Coinbase claims ads got banned, YouTube overtakes traditional TV, ChatGPT accidentally leaks chats, and more.
News from 31 July - 7 August 2025
Coinbase Claims Ads Got Banned
The crypto exchange Coinbase CEO Brian Armstrong falsely claimed the exchange's provocative British adverts had been banned by UK regulators, when in reality they were simply rejected for failing to meet advertising standards.
The two-minute film presents a dystopian view of Britain, showing residents singing "everything is just fine" whilst living in rat-infested streets with power cuts. Other scenes depict shoppers celebrating £100 grocery bills and affluent couples fleeing to Dubai. The ad generated millions of views, though some Reddit users called it "predatory" for suggesting volatile crypto could solve the cost-of-living crisis.
Investigation revealed that Clearcast, the agency responsible for ensuring that ads meet legal standards, rejected it for presenting cryptocurrency as an economic solution "without sufficient evidence". Clearcast spokesperson: "We did not 'ban' the ad, as that can only be done by the regulator after an ad makes it to air."

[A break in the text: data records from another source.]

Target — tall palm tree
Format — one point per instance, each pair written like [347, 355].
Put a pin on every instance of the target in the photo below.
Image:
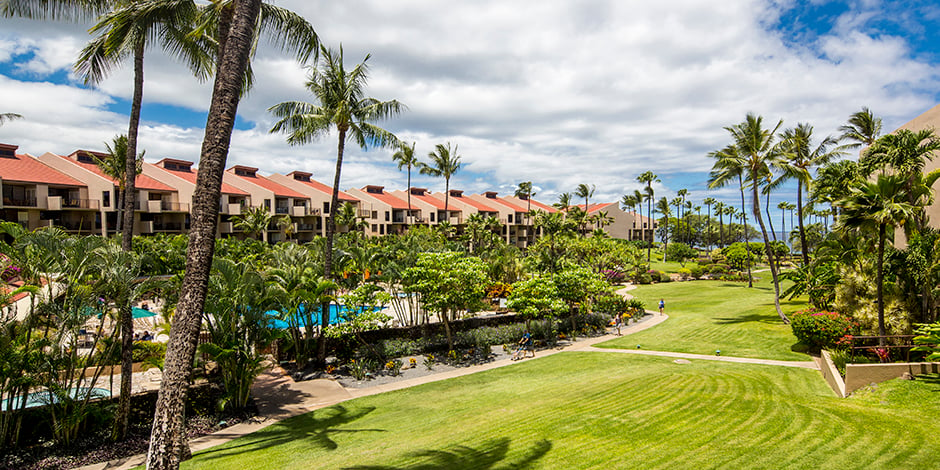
[861, 130]
[524, 191]
[759, 157]
[444, 163]
[342, 105]
[115, 166]
[168, 444]
[801, 159]
[6, 117]
[879, 206]
[649, 178]
[905, 153]
[405, 158]
[126, 31]
[708, 202]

ChatGPT Accidentally Leaks Chats
OpenAI removed a sharing feature after over 110,000 private ChatGPT conversations were inadvertently made public and indexed by search engines.

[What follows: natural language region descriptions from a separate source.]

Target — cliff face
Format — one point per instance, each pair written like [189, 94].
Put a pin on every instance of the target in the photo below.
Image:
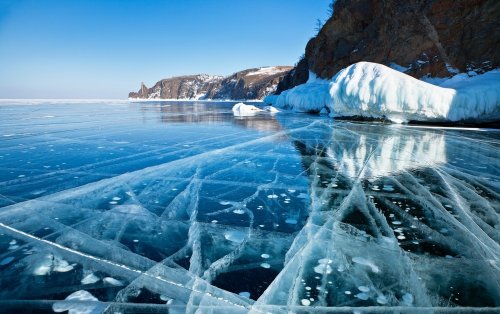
[248, 84]
[434, 38]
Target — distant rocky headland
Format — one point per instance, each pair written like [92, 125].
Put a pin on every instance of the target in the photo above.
[247, 84]
[422, 38]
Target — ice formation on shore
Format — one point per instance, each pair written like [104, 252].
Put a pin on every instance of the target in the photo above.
[375, 91]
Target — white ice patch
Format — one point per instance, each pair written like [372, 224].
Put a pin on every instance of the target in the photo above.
[245, 294]
[85, 303]
[235, 236]
[6, 260]
[242, 110]
[366, 262]
[271, 109]
[112, 281]
[89, 279]
[265, 265]
[49, 263]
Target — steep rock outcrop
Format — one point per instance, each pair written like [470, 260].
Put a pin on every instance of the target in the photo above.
[422, 38]
[247, 84]
[181, 87]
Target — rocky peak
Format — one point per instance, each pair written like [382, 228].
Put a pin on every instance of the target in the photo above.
[253, 83]
[434, 38]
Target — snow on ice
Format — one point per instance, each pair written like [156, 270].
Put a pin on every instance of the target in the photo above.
[376, 91]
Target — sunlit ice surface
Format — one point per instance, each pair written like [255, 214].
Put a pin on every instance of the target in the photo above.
[181, 207]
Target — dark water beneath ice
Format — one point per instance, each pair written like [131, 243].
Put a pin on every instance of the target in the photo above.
[144, 207]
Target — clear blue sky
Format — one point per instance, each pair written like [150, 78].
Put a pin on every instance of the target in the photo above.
[105, 48]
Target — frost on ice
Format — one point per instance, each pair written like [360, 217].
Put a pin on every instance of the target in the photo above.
[317, 214]
[376, 91]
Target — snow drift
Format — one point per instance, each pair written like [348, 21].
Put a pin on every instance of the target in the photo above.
[376, 91]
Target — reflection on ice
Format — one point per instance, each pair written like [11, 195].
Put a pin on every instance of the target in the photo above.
[290, 213]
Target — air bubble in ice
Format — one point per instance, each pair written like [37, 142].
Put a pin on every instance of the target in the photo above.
[245, 294]
[235, 236]
[381, 299]
[6, 260]
[112, 281]
[366, 262]
[305, 302]
[363, 288]
[323, 268]
[89, 279]
[85, 304]
[408, 299]
[362, 296]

These leaked conversations include an Arabic-speaking user asking ChatGPT to write a story criticising Egypt's president, and one leaked exchange involving an Italian-speaking lawyer for a multinational energy corporation seeking advice on displacing an Amazonian indigenous community to build a hydroelectric plant.

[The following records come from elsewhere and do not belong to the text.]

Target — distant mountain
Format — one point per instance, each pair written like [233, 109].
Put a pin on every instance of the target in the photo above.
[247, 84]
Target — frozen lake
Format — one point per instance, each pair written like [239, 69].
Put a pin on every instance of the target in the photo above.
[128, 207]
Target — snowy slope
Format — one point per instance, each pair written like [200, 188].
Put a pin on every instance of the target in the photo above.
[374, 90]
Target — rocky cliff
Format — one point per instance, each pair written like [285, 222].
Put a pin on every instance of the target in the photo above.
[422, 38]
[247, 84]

OpenAI scrambled to de-index the conversations from Google, though over 110,000 remain accessible via Archive.org. This comes after Meta's AI chatbot leaked private conversations earlier this year. ChatGPT user: “How can we get the lowest possible price in negotiations with these indigenous people?”
North Koreans Infiltrate Western Companies
CrowdStrike has identified over 320 incidents in the past year where North Koreans posing as remote IT workers infiltrated Western companies to fund the regime's nuclear weapons programme, marking a 220% increase from the previous year.
The scheme involves North Koreans using false identities, fabricated CVs, deepfake technology to alter their appearance during remote interviews, and stolen work histories to secure developer roles at unsuspecting companies. Once hired, they steal sensitive data for later extortion whilst generating billions of dollars for Pyongyang's sanctioned nuclear programme.
The Department of Justice has targeted US-based facilitators who operate "laptop farms" - racks of open laptops allowing North Koreans to work remotely whilst appearing to be physically located in America. Some crypto companies now ask prospective employees to criticise Kim Jong Un during interviews, a request that the highly monitored North Korean workers cannot fulfil.